Here’s how to get your Barcelona fix without ever leaving El Born.
The Park: Parc de la Ciutadella
While the masses line up to take the same photo at Gaudi’s whimsical but always crowded Park Güell, enjoy the freedom of roaming La Ciutadella, whether you set up a picnic, take a rowboat out on the lake, visit the zoo, or just pick a shady spot to relax. You might even want to rent a bike to tour the giant park, which connects El Born to Barceloneta, Arc de Triomf, and the Olympic Village.
The Art: Museu Picasso
Barcelona’s Picasso Museum houses more than 4,000 works by the artist across a complex of five medieval palaces. Although there are a number of museums dedicated to Picasso around the world, the Barcelona museum was the only to open during his lifetime, hosts one of the most complete permanent collections of his work, and is a special tribute considering the Spanish artist spent his formative years in the city.
The Entertainment: Palau de la Musica
The Catalan Art Nouveau exterior of this UNESCO World Heritage Site and the ironwork, mosaics, and stained glass interior make it a breathtaking concert venue. Programming includes flamenco, opera, guitar groups, orchestras, artist workshops, poetry readings, and more.
The Church: Basílica Santa Maria del Mar
You’ll have to book a ticket in advance and still wait to get into Gaudi’s Sagrada Família, but Basílica Santa Maria del Mar is an impressive example of Catalan Gothic architecture inside and out without the hassle. Stunning stained glass dating back to the 15th century, a gothic sculpture of the Virgin Mary, and a crypt built over a Roman necropolis offer plenty to be in awe of.
The Market: Mercat Santa Caterina
The colors on the roof of Santa Caterina represent the colors of the fruits and vegetables inside the market, and there are plenty. You won’t find the theatrics of Mercat de Sant Josep de la Boqueria (better known simply as “La Boqueria”), but you will mingle with locals shopping for their groceries, a tapas bar, and a stylish restaurant serving fresh Catalan, Asian, and Mediterranean dishes, Cuines Santa Caterina.
The Promenade: Passeig del Born
Instead of making your way down La Rambla with the rest of the out-of-towners, take a relaxing stroll down the tree-lined Passeig del Born, walking the full stretch from Santa Caterina market to Basílica Santa Maria del Mar, or stopping at one of its cocktail bars for a drink on a terrace overlooking it all.
The Tapas: El Xampanyet
This little tapas and cava bar down a quaint cobblestone street somehow manages to be deliciously old-school and a little bit trendy at the same time. Colorful tiles decorate its walls, the bubbly is always flowing, and the tapas are so tasty you'll order more rounds than you intended to.
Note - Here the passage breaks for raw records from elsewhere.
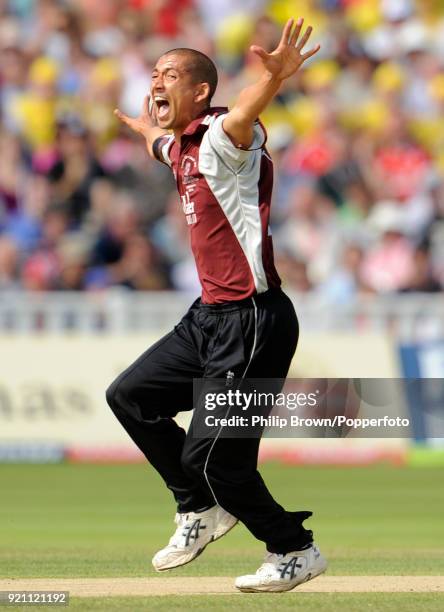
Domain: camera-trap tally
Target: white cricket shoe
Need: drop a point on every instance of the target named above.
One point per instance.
(194, 531)
(284, 572)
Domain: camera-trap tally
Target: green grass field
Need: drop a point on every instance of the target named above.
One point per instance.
(106, 521)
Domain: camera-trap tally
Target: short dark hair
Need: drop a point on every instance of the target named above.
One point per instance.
(200, 66)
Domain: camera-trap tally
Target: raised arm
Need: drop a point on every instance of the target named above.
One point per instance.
(279, 65)
(144, 124)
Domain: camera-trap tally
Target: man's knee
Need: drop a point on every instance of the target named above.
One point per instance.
(193, 463)
(117, 395)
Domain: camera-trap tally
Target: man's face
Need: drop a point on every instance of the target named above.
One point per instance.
(174, 92)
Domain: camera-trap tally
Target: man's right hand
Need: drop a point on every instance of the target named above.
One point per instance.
(145, 124)
(145, 121)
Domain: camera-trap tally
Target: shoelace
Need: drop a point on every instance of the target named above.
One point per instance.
(269, 565)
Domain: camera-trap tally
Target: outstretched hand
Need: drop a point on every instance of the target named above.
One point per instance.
(288, 57)
(144, 121)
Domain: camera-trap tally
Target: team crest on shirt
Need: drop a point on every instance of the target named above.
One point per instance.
(187, 166)
(188, 208)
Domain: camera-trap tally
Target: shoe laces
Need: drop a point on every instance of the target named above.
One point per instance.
(270, 564)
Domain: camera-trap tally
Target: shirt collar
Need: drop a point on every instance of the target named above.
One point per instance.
(200, 121)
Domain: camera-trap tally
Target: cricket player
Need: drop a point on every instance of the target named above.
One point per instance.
(242, 326)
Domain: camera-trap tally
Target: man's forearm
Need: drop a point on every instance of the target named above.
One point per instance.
(252, 101)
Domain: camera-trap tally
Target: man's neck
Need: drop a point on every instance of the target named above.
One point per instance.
(178, 132)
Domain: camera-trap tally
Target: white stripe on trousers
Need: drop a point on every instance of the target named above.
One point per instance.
(221, 427)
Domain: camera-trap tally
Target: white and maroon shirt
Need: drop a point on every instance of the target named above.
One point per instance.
(225, 193)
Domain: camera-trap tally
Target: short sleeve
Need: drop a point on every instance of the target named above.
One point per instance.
(161, 148)
(223, 145)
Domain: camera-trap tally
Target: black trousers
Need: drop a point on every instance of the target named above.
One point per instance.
(254, 338)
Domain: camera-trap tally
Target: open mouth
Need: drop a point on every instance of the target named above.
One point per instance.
(163, 107)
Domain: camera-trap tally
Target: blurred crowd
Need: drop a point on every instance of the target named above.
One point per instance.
(357, 138)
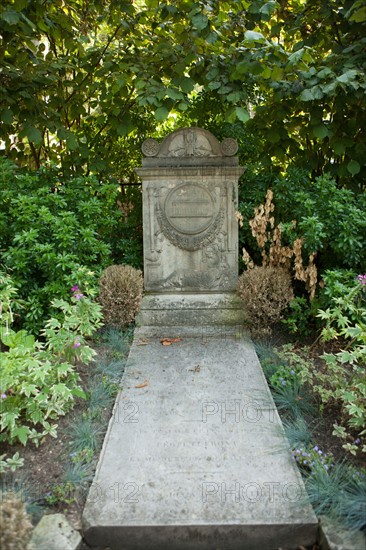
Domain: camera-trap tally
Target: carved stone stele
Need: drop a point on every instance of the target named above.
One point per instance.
(189, 186)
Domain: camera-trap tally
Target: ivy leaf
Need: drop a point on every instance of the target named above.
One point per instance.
(320, 131)
(295, 57)
(187, 84)
(22, 434)
(339, 148)
(347, 77)
(359, 16)
(242, 114)
(353, 167)
(200, 21)
(34, 135)
(252, 36)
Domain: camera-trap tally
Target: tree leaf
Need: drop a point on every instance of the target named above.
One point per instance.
(187, 84)
(253, 36)
(242, 114)
(353, 167)
(7, 116)
(320, 131)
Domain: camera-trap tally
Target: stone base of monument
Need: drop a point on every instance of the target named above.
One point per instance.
(195, 455)
(198, 309)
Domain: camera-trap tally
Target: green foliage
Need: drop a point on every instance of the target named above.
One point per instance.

At night the crowd is a perfect mix of young locals looking for a quality pregame, older locals settling in for hours of eating, drinking, and socializing, and lucky tourists who wandered in after the Picasso Museum.
The Shopping: Zona Artesanal
You’ll know you’re in the Zona Artesanal when you look up and see string lights and golden stars draped above your head to turn a simple side street into a magical scene. Carrer de L’Esquirol is lined with one-of-a-kind shops selling ceramics, clothing, handmade leather bags, home décor and more — and you can browse while the artists continue creating pieces in their attached workshops.
The Home Base: Barcelona Edition
Brand new to the neighborhood, the Barcelona EDITION has 100 rooms and suites decked in marble, wood, and brass. The focus, Schrager says, is offering two of the best parts of a visit to Barcelona: entertainment and food. At Cabaret, a tasting menu meets live performances; in the Punch Room, sangria and punch are served from vintage silver bowls; and on the rooftop, a plunge pool and lounge boast city and sea views. Opening rates start from €375 per night, including breakfast.